Mit dem Kopf auf den Händen abgestützt beobachtete ich wie der Himmel sich am Horizont langsam begann zuerst hellblau und dann rot zu färben, während die aufgehende Sonne die Nacht langsam vertrieb. Meine Tränen versiegten irgendwann aber das schmerzliche Gefühl, als hätte mir jemand etwas entrissen, blieb. Es machte mir klar, wie eng die Bindung, die ich zu Tyler in den letzten Wochen und vor allem in der Zeit in der ich am Boden war und er der Einzige war, der da war, geworden ist.  Ich erinnerte mich an all die vertrauten Momente, in denen er seine Gefühle zugelassen hatte und mir zeigte wer er wirklich war. Ich schluckte das Gefühl des Verlustes herunter und versuchte mir einzureden, dass er diesem Moment vielleicht wieder vergessen würde, doch mein Bauch sagte mir etwas anderes. In diesem Momenten wo ich hinter seine Facette blicken durfte, war es weil er es erlaubt hatte. Jetzt war ich unerlaubt in seine Privatsphäre eingedrungen und hatte etwas gesehen, was er sonst so gut gewusst hatte zu verstecken. Ich war zu weit gegangen....Auch wenn ich das nie gewollt hatte.

An diesem Tag verließ ich den Raum nicht. Ich verkroch mich in meinem Bett und kämpfte neben der Sache mit Tyler auch noch mit der Tatsache, dass in vier Tagen der Todestag von Chris war. Ich hatte es versucht so lange wie möglich zu verdrängen, doch jetzt holte mich die Realität rasend ein.
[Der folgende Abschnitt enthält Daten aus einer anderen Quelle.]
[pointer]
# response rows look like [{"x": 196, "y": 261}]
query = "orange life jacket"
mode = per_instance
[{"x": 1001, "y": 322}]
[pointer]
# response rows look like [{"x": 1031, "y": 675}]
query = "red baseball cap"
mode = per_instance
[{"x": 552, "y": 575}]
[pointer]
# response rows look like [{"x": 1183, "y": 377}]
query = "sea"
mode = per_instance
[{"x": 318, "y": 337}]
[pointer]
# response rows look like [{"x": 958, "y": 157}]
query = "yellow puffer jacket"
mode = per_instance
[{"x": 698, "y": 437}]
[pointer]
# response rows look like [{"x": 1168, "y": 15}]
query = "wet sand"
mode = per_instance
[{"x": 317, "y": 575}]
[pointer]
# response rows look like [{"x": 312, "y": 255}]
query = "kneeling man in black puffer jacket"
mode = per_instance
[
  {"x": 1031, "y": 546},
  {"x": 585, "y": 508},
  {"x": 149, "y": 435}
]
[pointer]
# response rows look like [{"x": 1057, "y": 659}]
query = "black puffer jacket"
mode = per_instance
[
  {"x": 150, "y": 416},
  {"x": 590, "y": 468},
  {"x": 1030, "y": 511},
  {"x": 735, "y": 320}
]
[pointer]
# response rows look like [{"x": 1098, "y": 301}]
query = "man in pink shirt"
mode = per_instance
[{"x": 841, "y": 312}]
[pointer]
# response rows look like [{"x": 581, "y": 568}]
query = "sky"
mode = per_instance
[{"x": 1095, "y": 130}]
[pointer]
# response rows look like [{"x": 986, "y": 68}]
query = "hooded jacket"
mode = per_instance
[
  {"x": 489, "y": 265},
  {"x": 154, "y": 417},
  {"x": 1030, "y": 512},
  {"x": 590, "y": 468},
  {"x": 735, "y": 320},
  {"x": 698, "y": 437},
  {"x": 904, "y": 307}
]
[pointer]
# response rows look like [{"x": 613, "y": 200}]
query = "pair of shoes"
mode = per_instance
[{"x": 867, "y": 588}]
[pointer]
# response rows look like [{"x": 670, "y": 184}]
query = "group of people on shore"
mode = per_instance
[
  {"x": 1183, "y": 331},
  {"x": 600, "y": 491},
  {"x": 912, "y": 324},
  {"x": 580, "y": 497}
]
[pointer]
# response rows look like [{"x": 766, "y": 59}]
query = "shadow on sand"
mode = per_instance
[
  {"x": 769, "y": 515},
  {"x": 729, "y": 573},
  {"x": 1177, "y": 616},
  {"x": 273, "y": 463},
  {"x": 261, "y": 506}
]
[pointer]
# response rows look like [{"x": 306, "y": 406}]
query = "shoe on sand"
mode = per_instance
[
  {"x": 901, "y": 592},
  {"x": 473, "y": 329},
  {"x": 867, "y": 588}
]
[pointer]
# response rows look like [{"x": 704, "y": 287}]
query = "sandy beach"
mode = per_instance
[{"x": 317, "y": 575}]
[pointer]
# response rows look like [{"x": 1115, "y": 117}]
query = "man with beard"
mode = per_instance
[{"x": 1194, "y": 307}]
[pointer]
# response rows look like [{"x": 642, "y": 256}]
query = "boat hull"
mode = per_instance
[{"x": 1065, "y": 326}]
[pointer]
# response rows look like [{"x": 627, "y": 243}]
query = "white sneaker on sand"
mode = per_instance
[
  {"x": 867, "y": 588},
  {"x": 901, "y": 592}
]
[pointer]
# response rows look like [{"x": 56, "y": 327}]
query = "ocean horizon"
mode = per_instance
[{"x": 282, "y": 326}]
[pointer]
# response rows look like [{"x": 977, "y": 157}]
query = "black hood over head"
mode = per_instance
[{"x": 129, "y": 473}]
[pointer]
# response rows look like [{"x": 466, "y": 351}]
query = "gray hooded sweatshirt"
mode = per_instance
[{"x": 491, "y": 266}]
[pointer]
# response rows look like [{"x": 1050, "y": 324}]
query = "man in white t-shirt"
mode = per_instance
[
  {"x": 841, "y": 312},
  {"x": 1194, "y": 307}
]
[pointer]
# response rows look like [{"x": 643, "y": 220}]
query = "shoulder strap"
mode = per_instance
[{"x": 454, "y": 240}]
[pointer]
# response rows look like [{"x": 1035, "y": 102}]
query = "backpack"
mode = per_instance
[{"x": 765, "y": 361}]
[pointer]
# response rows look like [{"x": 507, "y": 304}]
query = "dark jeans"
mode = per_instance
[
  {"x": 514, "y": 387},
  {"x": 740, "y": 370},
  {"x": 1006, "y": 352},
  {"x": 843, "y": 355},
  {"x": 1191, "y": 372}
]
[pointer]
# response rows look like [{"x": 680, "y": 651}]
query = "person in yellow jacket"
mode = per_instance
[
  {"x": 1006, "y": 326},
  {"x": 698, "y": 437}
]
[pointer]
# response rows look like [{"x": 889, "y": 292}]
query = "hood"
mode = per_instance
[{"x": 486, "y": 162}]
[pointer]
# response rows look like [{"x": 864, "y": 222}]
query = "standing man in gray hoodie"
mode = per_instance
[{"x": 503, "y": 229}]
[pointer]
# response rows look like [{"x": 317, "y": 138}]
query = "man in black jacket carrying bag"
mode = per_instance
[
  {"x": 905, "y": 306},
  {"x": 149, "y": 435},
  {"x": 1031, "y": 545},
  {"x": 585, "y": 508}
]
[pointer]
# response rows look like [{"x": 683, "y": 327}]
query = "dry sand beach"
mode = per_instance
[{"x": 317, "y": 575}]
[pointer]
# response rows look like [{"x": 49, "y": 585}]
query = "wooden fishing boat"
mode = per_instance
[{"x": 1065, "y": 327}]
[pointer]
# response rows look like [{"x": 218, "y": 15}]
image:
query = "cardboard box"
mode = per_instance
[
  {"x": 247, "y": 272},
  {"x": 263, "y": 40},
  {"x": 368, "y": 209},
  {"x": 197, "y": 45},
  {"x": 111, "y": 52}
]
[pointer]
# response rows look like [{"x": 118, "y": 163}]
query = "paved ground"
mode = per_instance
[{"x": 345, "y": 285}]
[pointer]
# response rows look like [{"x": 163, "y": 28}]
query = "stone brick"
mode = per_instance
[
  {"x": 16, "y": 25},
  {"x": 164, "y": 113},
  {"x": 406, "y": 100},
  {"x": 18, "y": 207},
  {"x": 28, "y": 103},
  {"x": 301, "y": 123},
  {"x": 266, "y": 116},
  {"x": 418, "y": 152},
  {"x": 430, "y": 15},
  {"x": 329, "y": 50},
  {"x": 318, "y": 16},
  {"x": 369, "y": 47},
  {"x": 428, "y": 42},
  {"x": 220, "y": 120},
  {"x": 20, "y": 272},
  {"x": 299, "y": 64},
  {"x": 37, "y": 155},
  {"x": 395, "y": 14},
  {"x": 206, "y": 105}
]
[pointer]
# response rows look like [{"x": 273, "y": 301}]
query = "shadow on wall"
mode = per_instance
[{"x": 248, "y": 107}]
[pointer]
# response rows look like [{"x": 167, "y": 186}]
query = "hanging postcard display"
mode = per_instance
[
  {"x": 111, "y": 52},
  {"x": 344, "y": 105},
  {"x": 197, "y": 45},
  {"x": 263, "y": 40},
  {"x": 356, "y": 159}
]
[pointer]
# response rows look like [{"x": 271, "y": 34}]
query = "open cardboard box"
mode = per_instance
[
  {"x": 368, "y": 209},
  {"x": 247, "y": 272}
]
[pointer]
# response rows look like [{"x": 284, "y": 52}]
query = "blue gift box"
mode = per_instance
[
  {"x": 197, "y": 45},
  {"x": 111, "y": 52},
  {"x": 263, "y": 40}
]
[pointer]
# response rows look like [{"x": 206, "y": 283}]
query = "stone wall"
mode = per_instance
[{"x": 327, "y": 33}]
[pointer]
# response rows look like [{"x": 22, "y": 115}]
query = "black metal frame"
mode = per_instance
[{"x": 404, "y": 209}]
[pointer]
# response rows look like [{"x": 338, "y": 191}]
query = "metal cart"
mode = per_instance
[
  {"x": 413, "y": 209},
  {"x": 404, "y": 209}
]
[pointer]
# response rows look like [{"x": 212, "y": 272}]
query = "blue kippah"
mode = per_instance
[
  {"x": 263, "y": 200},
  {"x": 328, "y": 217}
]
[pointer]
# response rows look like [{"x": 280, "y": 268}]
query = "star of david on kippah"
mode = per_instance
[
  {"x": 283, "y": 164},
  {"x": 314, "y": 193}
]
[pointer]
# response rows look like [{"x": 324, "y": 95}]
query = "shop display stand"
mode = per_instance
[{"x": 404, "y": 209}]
Obwohl es jetzt schon neun Jahre waren, schmerzte es noch immer genauso. Neun mal hatte ich diesen Tag schon überstanden. Ich würde ihn auch dieses Mal wieder überstehen. Unter all diese großen Sorgen mischte sich meine Angst vor dem ersten Schultag und egal wie sehr ich versuchte mich im Griff zu behalten, nachdem was in der Nacht passiert war, war das unmöglich.
Meine Gedanken kreischten laut in meinem Kopf, redeten durcheinander und vermischten sich mit Erinnerungen. Während ich an Chris dachte, fragte ich mich was Tyler wohl passiert war und während ich an seine Narben dachte, pochte mein eigener Körper , der nur zugut wusste wie es sich anfühlte misshandelt zu werden. Auch wenn seine Narben von noch etwas viel schlimmeren sprachen.